[Criminal drug cartels that prey on migrants--people who are vulnerable and criminalized--have attacked again. The failures of the Mexican state to provide any basic services or protections for the poor, and the gauntlet of the US' militarized border and War on Drugs which migrants face in their struggle for life and work, are the setting for this massacre. This horrific act highlights the need for a revolutionary movement to champion the migrants and all oppressed, against the Mexican capitalist state, the predatory cartels, and the militarized xenophobia of US imperialism.
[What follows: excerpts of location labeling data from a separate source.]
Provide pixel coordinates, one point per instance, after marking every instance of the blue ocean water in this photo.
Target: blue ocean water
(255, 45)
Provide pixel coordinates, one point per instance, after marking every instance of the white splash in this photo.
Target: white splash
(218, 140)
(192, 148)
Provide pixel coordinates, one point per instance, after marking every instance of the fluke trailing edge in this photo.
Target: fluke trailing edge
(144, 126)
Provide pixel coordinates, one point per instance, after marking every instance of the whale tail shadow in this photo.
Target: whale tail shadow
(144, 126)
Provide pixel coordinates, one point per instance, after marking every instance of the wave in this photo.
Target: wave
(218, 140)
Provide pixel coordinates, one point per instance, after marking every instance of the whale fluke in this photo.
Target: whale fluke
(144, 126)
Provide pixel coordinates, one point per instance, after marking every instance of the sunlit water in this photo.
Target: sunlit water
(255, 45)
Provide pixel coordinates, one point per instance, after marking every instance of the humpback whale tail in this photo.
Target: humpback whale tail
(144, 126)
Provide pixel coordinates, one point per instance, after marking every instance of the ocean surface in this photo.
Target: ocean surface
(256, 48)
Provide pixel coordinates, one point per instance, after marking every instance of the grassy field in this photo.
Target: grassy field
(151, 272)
See the two news articles, followed by the statement from the National Network on Immigrant and Refugee Rights, below.
Wednesday 25th August, 2010
Police in Mexico have found a migrant link in an incident in which 72 people were found murdered at a ranch in Tamaulipas state.
Government security agents have said the 58 men and 14 women who were murdered had come from South and Central America in an effort to reach the United States.
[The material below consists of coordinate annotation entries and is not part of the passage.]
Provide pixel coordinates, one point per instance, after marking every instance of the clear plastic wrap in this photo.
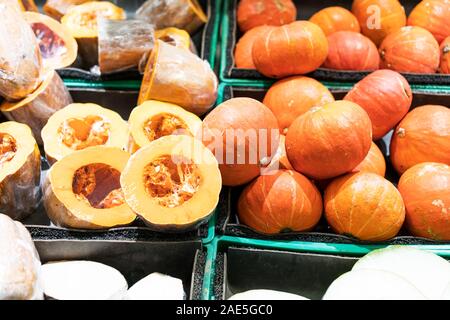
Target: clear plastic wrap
(37, 108)
(178, 76)
(122, 43)
(182, 14)
(20, 58)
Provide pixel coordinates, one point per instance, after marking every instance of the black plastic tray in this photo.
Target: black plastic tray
(305, 9)
(202, 40)
(227, 221)
(135, 260)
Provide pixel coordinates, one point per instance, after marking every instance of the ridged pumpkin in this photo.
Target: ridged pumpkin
(237, 132)
(254, 13)
(374, 162)
(386, 96)
(410, 49)
(445, 56)
(364, 206)
(433, 15)
(422, 136)
(425, 189)
(351, 51)
(328, 141)
(334, 19)
(285, 201)
(296, 48)
(243, 53)
(292, 97)
(378, 18)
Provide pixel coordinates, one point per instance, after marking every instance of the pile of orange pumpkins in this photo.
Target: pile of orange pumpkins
(376, 34)
(326, 160)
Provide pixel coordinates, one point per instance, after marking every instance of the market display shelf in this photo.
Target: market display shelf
(230, 34)
(227, 221)
(205, 41)
(302, 268)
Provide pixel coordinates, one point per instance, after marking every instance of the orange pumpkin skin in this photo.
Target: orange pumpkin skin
(433, 15)
(364, 206)
(334, 19)
(410, 49)
(296, 48)
(425, 189)
(291, 97)
(422, 136)
(374, 162)
(349, 50)
(386, 96)
(243, 53)
(328, 141)
(236, 131)
(253, 13)
(283, 201)
(378, 18)
(445, 56)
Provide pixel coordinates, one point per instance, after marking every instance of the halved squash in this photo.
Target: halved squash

Their bodies were found on Tuesday, after a shoot-out between suspected drug traffickers and security forces.
A surviving member of the group told police they had all been kidnapped by an armed gang that had insisted they become drug mules.
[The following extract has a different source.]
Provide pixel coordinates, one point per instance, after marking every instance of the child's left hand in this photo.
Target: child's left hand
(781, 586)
Authorities only became involved when the surviving man managed to escape and alerted marines at a nearby checkpoint.
When they arrived at the ranch, the gang opened fire before escaping.
Tamaulipas state has been the scene of fierce fighting between the Zetas and Gulf cartels.
Migrants from South American countries, including Ecuador, El Salvador, Honduras and Brazil are in great danger when they try to pass through Mexico to the US.
Common graves have been found in increasing numbers of states in Mexico.
La Opinión, News Report
Aug 27, 2010
MEXICO CITY — Immigrant organizations, mothers of the disappeared and coordinators of shelters for deportees blame the Mexican government for the massacre of 72 Central and South Americans in Tamaulipas.
Xicotencalt Carrasco, director of the Belen Posada del Migrante shelter in Saltillo, Coahuila told La Opinión the Mexican government was guilty due to inaction, corruption and lack of respect.
Carrasco said that more than two years ago his shelter and other groups had presented a report on the deaths of migrants in Mexico, but the government was focused on debating the numbers.
Amnesty International reported in April that Mexican authorities had failed to implement effective measures to prevent the abuse and kidnapping of migrants by criminal organizations.
“Often they operate in complicity or with the consent of public officials,” said the organization.
In October 2008 and February 2009, two caravans of Central American women travelled through Mexico in search of their disappeared sons, but none of the authorities agreed to help them, according to pastor Luis Angel Nieto of the organization “Nuestros Lazos de Sangre.”
The Attorney General for the Republic (PGR) believes those killed were immigrants who failed to cooperate with Los Zetas.
In a separate article, La Opinión reports that one of the investigators looking into the massacre disappeared and was later found dead, presumably killed by Los Zetas.